Since she'd last seen him, Didi had grown to look more like Armand, as can happen after the death of a loved one. This glimpse of Armand's ghost made Lou want to protect Didi, without yet knowing from what.

Bonnet took out his handkerchief before shaking Didi's hand. Polite to a fault, Didi gave no sign of thinking that this was abnormal.

They chatted a while, then Bonnet glanced at Lou, who beckoned him over to Armand's car. She and Didi knew whose car it had been. They exchanged a freighted look. Didi held Lou's shoulders and kissed her on both cheeks.

He said, “Mademoiselle Lou, allow me to say that you are looking terrific.” It was exactly what he'd said the night he'd come to fire her. Then he turned to Bonnet and said, “This is not a new car, as you may have discerned. But I knew its previous owner, and I promise you, it was well taken care of. Cherished, one might say. Thanks to our currently limited access to parts and materials, this sedan, used or not, is far superior to anything we have been able to manufacture since. And the fact that it's not new allows us to offer it to you at a significant discount. . . .”
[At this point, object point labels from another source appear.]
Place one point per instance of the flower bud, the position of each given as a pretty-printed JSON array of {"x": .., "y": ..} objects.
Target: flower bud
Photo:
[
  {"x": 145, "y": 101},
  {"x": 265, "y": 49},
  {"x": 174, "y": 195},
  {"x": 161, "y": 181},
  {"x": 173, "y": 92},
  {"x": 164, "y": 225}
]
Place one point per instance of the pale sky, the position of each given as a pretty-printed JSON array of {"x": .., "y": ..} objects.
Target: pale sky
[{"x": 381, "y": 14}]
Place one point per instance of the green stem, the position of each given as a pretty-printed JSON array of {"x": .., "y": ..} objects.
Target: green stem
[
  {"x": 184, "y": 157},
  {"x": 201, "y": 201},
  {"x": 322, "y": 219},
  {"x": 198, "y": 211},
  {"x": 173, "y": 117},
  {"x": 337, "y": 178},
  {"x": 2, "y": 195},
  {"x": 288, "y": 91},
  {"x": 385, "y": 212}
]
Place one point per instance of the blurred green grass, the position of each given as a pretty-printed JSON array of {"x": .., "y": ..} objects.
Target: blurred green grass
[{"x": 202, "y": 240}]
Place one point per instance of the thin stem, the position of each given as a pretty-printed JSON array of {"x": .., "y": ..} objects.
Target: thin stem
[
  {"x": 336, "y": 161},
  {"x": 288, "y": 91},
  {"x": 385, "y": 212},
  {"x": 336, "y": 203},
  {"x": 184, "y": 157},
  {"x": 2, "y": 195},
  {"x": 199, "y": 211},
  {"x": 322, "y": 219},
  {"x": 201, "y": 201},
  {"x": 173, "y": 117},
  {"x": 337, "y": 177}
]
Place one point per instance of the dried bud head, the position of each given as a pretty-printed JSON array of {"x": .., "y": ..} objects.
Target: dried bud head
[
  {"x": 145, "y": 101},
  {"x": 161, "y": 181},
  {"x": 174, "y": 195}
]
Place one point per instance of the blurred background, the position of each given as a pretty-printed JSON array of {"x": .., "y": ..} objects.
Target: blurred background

Lou watched Didi's mouth form words. She prayed, Make him say Armand's name. Make him say that the green car had belonged to his murdered brother. She missed Armand more than she missed Arlette, or Inge, or even Robert. A Bolshevik Jew had killed him. The Israelites deserved their fate. She glared at Didi with something like hatred. Why wouldn't he say
my brother
?

But all that Didi said was, “I'll leave you two to talk it over.”

When he left, Bonnet asked Lou what she thought.

She said, “He's right. This is the best. The most beautiful and the best.” She would have said anything to drive that car again. It would prove that you could start over, maybe not from the beginning, but at least from a happier moment than the present. This time things would be different, this time—

Bonnet said, “I'll go talk to the salesman.” How could Bonnet, who knew everything, not know who Didi de Rossignol was? Or was he pretending for some malicious reason of his own?

Lou kept one hand on Armand's car as Didi and Bonnet reached an agreement. It took almost an hour. Lou was afraid to leave the green sedan for fear she would lose it again. She watched them from across the showroom and several times was sure she saw something like anguish on Didi's face. Why was he selling Armand's car if it was causing him so much pain?

At last the two men shook hands again, Bonnet's handkerchief between them. Bonnet waved Lou over, and she watched them work out the details of how Bonnet would pay for the car and when it would be delivered. Didi wouldn't look at Lou as they said good-bye.

As Bonnet got into his Mercedes, Lou felt the impulse to glance back, together with the certainty that she would regret it. She thought of Lot and his daughters fleeing the Cities of the Plain. Of Orpheus, and Eurydice stranded eternally in hell. Arlette used to sing—very badly—an aria in which Orpheus poured out his grief at having lost his beloved forever.

Lou looked in the window. Didi stood beside the green sedan.

Staring fixedly at Lou, Didi spat on his brother's car.